La participation des navires de surface à l'assaut


Le Georges Leygues.

L'engagement des croiseurs en zone américaine.

Le 27 mai, les commandants du Georges Leygues (capitaine de vaisseau Sauri) et du Montcalm (capitaine de Vaisseau Deprez) avaient reçu l'ordre d'ouvrir les sacs d'instruction-opérations : ils prirent connaissance de ces documents en présence du contre-amiral Jaujard, en rade de Belfast, dans l'après midi du 28. Incorporés dans le groupe d'assaut 124 (Omaha: contre-amiral Hall) de la Western Task Force américaine, les deux croiseurs formaient, avec le cuirassé Arkansas, le groupe d'appui n° 2 du groupe de soutien 124-9 (contre-amiral Bryant).

Le jeudi 1er juin, l'amiral Bryant réunissait sur le cuirassé Texas les officiers français et leur exposait brièvement les principaux points de leur mission, d'après les instructions et les volumineuses corrections qui n'avaient cessé d'affluer.

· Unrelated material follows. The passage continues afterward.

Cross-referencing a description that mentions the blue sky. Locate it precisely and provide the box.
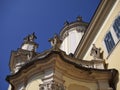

Les 3 bâtiments du groupe Arkansas devaient mouiller. à l'aube du jour " J ", à 3 milles de Port-en-Bessin et appuyer de leur feu les forces d'invasion: tir de contre batterie sur toute pièce ennemie se signalant dans leur secteur; réduction par l'artillerie principale de blockhaus et de nids de mitrailleuses minutieusement désignés; artillerie de 90 battant la plage de Saint-Laurent où s'effectuerait le débarquement. Une fois la tête de pont solidement constituée, l'artillerie de 152 devait soutenir la progression des éléments débarqués. sur indication d'un observateur terrestre, "Shore Fire Control Party" (SFCP), ou sur renseignement donné par avion. Le 31 mai, les instructions avaient déjà été communiquées aux officiers et les bâtiments " mis sous scellés", c'est-à-dire entièrement coupés de la terre.

L'approche

Dans la nuit du 1er au 2 juin, les commandants apprenaient que le jour " J " était fixé au 5 juin et l'heure " H " à 06h10. En conséquence, l'appareillage eut lieu le 3 juin à 02h30, par un temps couvert et pluvieux. La brise du sud-ouest n'était pas encore significative mais elle ne tardait pas à fraichir et, vers 16h le vent atteignait la force 5. Le baromètre continuait à baisser et, si le vent mollissait (force 2), la mer présentait un creux inquiétant au matin du 4 juin. Aussi l'ordre de faire demi-tour arriva vers 07h30 quand tout le groupe se trouvait au large de Plymouth: vers 08h00 on apprit que l'opération était retardée de 24 heures: le jour "J" serait donc le 6 juin et l'heure "H" 06h30. Le groupe de cuirassés américains et croiseurs français suit la route inverse durant 12 heures conformément aux instructions.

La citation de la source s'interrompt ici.